D'autre part, il est probable que le statut particulier de l'E.P.S., au sein des disciplines scolaires, a joué un rôle important dans le dynamisme que les enseignants d'E.P.S. ont alors montré. En effet, dans l'enseignement secondaire, l'E.P.S. avait un statut à part, du fait qu'elle n'était pas une discipline universitaire traditionnelle, comme la philosophie, l'histoire ou la chimie par exemple. Cette non-reconnaissance a donc fait apparaître, chez les enseignants d'E.P.S., la nécessité de se construire une identité, nécessité que les autres disciplines n'ont pas éprouvée, puisqu'elles tiraient précisément leur légitimité de leur existence comme discipline universitaire. L'E.P.S. n'avait donc pas de savoirs académiques à "conserver" et à transmettre, mais au contraire des savoirs à construire. C'est donc par le biais d'une réflexion didactique et pédagogique approfondie qu'elle a cherché à être reconnue comme une discipline à part entière et d'importance égale aux autres. L'existence de cette réflexion a donc favorisé la mise en place précoce d'une formation continue structurée, formation qui a été suivie en masse par les enseignants de la discipline. Le succès de cette formation, suivie par la grande majorité des enseignants d'E.P.S., a très certainement joué un rôle important dans l'émergence précoce de la didactique de cette discipline.

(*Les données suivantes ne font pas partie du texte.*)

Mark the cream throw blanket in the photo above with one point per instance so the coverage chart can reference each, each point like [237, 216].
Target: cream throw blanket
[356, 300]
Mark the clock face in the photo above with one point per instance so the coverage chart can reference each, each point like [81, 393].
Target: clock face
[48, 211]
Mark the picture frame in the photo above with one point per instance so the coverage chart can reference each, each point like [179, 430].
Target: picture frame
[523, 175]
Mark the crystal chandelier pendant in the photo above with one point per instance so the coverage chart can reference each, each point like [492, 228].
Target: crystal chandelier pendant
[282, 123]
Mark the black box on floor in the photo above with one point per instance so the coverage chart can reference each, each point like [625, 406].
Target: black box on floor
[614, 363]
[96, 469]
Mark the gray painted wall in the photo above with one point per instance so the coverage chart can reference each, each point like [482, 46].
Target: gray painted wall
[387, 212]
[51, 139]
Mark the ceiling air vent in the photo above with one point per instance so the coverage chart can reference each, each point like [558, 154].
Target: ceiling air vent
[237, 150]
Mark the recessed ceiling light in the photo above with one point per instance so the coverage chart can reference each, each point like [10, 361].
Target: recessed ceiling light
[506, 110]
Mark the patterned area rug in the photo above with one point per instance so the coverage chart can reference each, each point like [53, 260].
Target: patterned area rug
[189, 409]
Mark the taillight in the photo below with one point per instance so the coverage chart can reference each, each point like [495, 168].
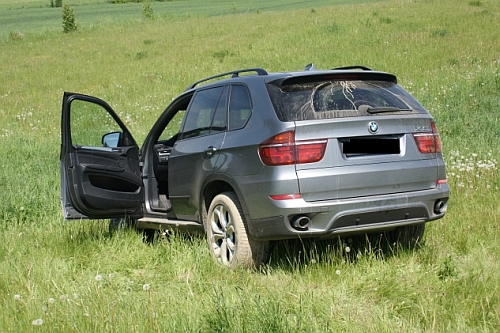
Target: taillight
[428, 143]
[282, 149]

Un élément important est à prendre en compte dans cette situation particulière, c'est l'existence d'un syndicat très puissant, le S.N.E.P. Les enseignants d'E.P.S. étaient extrêmement nombreux à faire partie de ce syndicat, le taux de syndicalisation de cette catégorie d'enseignants étant très fort. Il est indéniable que ce syndicat, par le biais de sa revue et des réunions qu'il tenait, a joué un rôle important dans l'instauration précoce d'une réflexion pédagogique, dans cette discipline. Parmi les enseignants d'E.P.S. en recherche d'une identité pour leur discipline, beaucoup ont trouvé dans le S.N.E.P., le lieu qui leur convenait pour forger cette identité.

C'est la rencontre entre des militants du S.N.E.P. et un certain nombre de responsables (Inspecteurs, etc...) du ministère de la Jeunesse et des Sports, qui a permis à cette formation continue de se mettre en place successivement dans toutes les académies, entre 1972 et 1974. L'immense majorité des enseignants d'E.P.S. y ont participé. Il est intéressant de noter que les enseignants d'E.P.S. ont obtenu, dans le courant des années soixante-dix, que leur formation continue puisse s'effectuer en partie sur le temps de travail, comme la loi de 71 le permettait. C'est d'ailleurs probablement une des raisons pour lesquelles leur participation à cette formation a été forte.

‘"Le principe de base ’ ‘[de cette formation continue]’ ‘ est l'autogestion de la formation. Elle repose sur la sectorisation. Les besoins de formation sont définis par les enseignants eux-mêmes,"’ déclare le secrétaire général du S.N.E.P. (U.S., n°26, 13/05/82, p.18). L'E.P.S. était donc organisée en commissions de secteurs qui, à partir de 72, réfléchissaient sur les Instructions Officielles et sur la manière de les mettre en oeuvre. Les enseignants "de base" transmettaient leurs positions à ces commissions par l'intermédiaire de leurs délégués syndicaux qui y siégeaient. Par ce biais, le S.N.E.P. jouait un rôle important dans l'organisation de la formation. Remarquons que ce rôle était renforcé par un autre élément ; en effet, ‘"les responsables syndicaux étaient quasiment tous impliqués comme animateurs de district, comme enseignants à l'U.F.R.A.P.S., etc... ; et donc presque tous avaient une tâche dans la formation permanente’ 11 ." L'E.P.S. est donc la seule discipline dont la presque totalité des enseignants a bénéficié d'une formation continue, avant la création des M.A.F.P.E.N.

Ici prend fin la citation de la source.